In Chapter 8, Pittoors attempts to explain the variation in multilevel linkages by applying QCA. QCA is uniquely suitable for studying complex interactions in a search for causality or explanation, helping to identify a combination of factors that lead to particular outcomes. Investigating both party and country-level conditions, Pittoors pinpoints several key conditions. An overarching key finding is that traditions of European cooperation and a Europhile/Eurosceptic view on the integration project are at least as important for parties’ multilevel organisation as the ‘rational’ opportunity structures generated by government participation and EU politicisation… (pp. 438-439)
To conclude this robust and in-depth study, in Chapter 9, Pittoors brings us back to his original motivation and to the many strands of relevant literature that formed the foundation of this piece of work. If we understand political parties to be intermediary powers in democratic systems, and if we understand the EU as a system of party politics in its own right, then such a study of the organisation and behaviour of national parties in the EU is crucially necessary. As scholars, we simply cannot be satisfied with the existence of such a research gap.

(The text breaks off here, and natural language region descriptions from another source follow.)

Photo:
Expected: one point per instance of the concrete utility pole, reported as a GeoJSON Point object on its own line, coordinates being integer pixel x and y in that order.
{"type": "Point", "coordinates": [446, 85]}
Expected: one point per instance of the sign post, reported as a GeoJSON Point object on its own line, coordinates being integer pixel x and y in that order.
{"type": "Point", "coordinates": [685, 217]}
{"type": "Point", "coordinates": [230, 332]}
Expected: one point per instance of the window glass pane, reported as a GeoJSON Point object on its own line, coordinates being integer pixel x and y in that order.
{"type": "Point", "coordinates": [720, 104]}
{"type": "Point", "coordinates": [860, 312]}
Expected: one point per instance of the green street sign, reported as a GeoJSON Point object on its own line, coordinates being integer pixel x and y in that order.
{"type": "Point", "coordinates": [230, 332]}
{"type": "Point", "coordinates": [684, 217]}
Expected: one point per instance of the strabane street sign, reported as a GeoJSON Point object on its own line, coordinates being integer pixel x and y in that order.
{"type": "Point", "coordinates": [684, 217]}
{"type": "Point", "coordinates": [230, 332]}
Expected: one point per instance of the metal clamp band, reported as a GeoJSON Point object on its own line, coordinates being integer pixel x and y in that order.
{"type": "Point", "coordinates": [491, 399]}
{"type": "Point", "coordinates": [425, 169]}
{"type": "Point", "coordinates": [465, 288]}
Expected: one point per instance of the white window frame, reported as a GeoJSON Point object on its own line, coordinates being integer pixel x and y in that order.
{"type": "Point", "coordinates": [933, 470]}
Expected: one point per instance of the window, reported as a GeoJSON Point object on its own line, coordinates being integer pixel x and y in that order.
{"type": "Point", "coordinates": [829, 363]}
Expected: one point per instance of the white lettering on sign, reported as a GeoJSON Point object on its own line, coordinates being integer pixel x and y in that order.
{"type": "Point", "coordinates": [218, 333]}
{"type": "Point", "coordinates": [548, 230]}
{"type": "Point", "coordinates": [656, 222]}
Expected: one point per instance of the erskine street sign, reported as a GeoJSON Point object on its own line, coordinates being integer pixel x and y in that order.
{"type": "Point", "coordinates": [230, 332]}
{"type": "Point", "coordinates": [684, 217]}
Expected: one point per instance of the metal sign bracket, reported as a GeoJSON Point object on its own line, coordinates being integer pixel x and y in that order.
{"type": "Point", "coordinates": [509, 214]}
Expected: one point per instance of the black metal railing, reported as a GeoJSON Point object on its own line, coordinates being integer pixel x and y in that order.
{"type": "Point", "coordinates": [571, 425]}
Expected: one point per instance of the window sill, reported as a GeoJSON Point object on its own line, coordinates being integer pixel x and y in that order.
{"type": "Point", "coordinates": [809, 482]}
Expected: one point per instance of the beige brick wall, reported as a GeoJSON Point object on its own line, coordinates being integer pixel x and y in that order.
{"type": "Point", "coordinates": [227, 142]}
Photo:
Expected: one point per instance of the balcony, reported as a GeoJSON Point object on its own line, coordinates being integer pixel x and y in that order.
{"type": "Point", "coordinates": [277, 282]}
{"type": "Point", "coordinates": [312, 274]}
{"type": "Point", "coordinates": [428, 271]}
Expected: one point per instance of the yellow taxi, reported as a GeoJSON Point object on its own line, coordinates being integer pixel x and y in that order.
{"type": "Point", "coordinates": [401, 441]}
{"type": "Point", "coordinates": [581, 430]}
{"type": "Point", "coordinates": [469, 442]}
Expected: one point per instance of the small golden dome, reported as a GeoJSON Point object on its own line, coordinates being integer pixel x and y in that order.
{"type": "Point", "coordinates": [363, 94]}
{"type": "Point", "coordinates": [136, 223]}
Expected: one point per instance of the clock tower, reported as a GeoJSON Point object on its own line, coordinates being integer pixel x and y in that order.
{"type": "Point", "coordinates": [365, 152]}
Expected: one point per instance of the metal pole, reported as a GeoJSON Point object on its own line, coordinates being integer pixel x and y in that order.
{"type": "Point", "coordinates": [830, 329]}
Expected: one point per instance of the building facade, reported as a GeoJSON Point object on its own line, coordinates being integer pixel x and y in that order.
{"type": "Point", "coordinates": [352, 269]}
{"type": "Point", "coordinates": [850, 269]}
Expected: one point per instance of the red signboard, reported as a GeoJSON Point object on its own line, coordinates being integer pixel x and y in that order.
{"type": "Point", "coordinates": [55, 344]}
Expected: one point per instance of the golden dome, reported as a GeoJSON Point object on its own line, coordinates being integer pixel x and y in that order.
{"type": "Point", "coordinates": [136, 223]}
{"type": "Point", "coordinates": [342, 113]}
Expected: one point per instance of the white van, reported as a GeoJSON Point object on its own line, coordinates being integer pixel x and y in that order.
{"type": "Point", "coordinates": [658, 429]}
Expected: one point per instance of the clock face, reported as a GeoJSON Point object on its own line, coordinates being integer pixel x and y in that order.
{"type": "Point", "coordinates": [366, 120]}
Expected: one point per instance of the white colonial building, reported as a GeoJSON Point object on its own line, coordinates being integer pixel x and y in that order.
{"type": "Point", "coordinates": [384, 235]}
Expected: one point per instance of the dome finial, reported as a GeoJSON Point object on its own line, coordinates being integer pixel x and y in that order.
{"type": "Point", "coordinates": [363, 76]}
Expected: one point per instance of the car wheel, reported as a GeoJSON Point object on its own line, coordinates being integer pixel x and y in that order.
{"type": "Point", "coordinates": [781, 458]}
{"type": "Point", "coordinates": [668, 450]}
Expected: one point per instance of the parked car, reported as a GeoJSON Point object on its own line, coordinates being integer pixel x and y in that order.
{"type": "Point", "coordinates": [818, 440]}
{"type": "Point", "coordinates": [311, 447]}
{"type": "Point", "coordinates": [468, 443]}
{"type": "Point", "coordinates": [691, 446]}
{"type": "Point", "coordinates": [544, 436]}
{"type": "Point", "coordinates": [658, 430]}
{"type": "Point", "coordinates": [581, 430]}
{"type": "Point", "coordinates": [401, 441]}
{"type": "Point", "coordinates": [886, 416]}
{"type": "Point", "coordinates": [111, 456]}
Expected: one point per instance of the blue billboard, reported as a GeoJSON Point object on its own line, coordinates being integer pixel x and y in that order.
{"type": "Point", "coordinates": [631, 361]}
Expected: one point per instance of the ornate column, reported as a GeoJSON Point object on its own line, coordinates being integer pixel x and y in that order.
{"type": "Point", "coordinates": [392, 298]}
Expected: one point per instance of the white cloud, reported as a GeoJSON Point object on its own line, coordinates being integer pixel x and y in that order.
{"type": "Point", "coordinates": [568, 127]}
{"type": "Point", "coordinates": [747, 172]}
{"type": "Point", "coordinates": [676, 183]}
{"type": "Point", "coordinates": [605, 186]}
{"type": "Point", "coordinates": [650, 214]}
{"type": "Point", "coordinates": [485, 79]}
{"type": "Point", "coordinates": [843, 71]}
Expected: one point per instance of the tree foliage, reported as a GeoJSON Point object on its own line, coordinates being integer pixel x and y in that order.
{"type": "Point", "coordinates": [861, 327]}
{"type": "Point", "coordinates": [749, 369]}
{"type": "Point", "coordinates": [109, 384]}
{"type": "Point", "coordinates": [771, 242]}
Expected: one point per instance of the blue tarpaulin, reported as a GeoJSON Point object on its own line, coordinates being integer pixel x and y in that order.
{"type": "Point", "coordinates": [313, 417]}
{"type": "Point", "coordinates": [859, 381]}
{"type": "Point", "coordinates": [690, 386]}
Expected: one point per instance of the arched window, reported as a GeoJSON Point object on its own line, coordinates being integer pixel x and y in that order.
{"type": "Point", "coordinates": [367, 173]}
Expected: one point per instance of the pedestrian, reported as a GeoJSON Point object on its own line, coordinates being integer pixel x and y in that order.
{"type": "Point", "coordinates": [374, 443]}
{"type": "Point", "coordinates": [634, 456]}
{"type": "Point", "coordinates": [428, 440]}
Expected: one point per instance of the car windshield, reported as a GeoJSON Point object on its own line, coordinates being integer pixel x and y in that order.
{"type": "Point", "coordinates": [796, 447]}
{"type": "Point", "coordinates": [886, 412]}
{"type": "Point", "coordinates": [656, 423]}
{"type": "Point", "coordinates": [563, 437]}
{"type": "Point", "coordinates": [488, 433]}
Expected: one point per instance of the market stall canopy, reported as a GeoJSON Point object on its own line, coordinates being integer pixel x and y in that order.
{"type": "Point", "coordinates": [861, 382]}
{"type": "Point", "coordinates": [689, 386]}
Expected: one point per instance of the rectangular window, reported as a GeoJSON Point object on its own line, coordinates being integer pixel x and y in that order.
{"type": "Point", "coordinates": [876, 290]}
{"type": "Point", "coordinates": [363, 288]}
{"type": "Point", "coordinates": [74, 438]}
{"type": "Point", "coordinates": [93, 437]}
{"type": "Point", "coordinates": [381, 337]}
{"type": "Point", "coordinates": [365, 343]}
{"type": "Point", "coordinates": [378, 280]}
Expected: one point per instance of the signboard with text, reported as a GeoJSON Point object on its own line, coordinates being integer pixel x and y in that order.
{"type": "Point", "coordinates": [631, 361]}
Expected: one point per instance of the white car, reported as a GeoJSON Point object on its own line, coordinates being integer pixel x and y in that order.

Thankfully, Pittoors’ work provides an excellent contribution. With a thoughtful, thorough, robust and nuanced piece of research, and with his self-reflective research approach, Pittoors’ contribution is not in doubt. Future scholars can build on his work on multilevel party studies, applying, testing and further refining the FICS model proposed. Unanswered questions include the appropriateness of Pittoor’s approach and model to studies of other national political party contexts – how are multilevel interactions organised in Southern, Eastern or Central European states? Do other Northern or Nordic countries have a different approach? Can we identify a dominant pattern of action across national parties?
Theoretically, his work adds further to the move away from strict supranational or national-focused analysis of the EU towards a middle ground, where the supranational and national are understood to interact. Practically, Pittoors provides a framework for analysing and categorising party approaches to the EU, allowing for the identification of strategies in case organisational change is desirable. Beyond these contributions, the PhD thesis is simply an example of excellent research. Students and researchers of the EU and/or of party politics would do well to study Pittoors’ work.